Keeping up in the downturn

“…Exciting as it is to be living through historic economic drama, you can’t just stand by and watch. You have to act–yet you have no script. So much of today’s turmoil is unprecedented that we can’t find much guidance by looking to the past. For managers across the global economy, as well as for Team Obama on its way to Washington, today’s great question is, What do we do now?”

 Geoff Colvin  “How to Manage Your Business in a Recession”        Fortune magazine January 19, 2009 

New Zealand may be initially sheltered to some extent from the global recession but 2009 will still be a year of tight budgets in the public and private sectors. Despite optimism in some official circles and the recent efforts of the G20 nations,  the recession won’t be over by Christmas. Global economic cooling could still brew the perfect storm.

 The global downturn is already taking its toll on management and workers  with lowered morale and job uncertainty.  Internationally, public trust in big business, particularly in the finance sector, is at a low ebb.  A recent survey by the UK Chartered Management Institute found one in five managers worried about job security while half its survey sample of 1100 found work had become more stressful because of tightened economic conditions. With a third reporting a freeze on new recruitments, there was a stronger focus on developing the skills of key internal staff and 80% argued that improving management and leadership skills would help them survive the recession.

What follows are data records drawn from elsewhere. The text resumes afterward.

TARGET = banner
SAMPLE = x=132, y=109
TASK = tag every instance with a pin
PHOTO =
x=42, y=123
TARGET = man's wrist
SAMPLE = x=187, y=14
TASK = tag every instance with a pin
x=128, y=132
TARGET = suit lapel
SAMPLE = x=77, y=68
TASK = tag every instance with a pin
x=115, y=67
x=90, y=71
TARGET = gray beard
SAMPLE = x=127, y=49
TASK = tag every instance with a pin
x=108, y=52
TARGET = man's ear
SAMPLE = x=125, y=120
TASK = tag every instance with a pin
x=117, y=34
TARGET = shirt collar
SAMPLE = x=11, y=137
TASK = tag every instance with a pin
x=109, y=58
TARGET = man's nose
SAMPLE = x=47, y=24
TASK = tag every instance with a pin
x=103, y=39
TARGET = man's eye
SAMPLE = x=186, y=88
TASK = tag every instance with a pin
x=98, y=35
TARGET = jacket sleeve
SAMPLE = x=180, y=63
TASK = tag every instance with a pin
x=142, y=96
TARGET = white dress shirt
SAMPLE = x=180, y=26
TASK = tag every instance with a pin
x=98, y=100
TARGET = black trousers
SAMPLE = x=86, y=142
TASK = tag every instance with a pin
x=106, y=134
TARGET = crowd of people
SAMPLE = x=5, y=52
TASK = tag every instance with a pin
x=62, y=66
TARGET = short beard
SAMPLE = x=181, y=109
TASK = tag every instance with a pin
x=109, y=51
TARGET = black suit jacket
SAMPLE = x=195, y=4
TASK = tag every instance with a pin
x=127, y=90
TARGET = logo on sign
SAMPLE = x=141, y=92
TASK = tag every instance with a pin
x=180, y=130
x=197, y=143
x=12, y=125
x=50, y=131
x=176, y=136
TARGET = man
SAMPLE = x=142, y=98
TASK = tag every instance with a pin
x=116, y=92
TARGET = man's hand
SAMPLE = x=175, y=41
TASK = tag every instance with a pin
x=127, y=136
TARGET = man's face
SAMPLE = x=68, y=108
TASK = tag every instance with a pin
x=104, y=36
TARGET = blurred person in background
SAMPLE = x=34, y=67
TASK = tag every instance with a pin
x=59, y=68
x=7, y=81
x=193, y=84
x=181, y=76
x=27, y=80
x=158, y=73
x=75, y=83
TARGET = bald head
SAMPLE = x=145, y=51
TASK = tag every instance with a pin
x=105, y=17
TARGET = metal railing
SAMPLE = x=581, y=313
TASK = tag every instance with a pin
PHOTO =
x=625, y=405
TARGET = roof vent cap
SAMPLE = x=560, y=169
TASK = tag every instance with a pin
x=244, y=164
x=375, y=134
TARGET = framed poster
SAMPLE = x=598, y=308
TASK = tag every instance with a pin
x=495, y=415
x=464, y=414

 Closer to home, a March 2009 Auckland Chamber of Commerce survey, which found that businesses are preparing themselves for a medium period of little to no growth. The survey received 1450 responses, 74% of which expected their own situation to stay the same or improve. Looking at the general business environment over the next six months, the pessimists outnumber the optimists with 47% expecting the situation will stay the same or improve and 53% anticipating it will deteriorate.

Positive affirmations are important, but not enough.   We need to strike a realistic, albeit cautiously optimistic, balance between the world views of Chicken Little and Pollyanna.

Through a combination of agile strategic thinking and focused teams, some organisations have the opportunity to do well in tough times and leave their competitors trailing. 

This is the time for acting on the feeling that we are all in this together: if your end of the boat sinks so does mine.  This is  also the time for business leaders to lead by engaging the commitment and the energies of their people to make the changes which will make a difference in challenging times.

Knee jerk reactions like cutting staff, cutting marketing or cutting training are understandable, but may be literally counterproductive. 

A new business strategy for uncertain times won’t work unless organisations develop the people strategy to make it happen. The keys to surviving and thriving are what your people know and do and how well they collaborate.

If business  organisations are really going to keep up in the downturn the people who work for them need more  than corporate Viagra to see them through.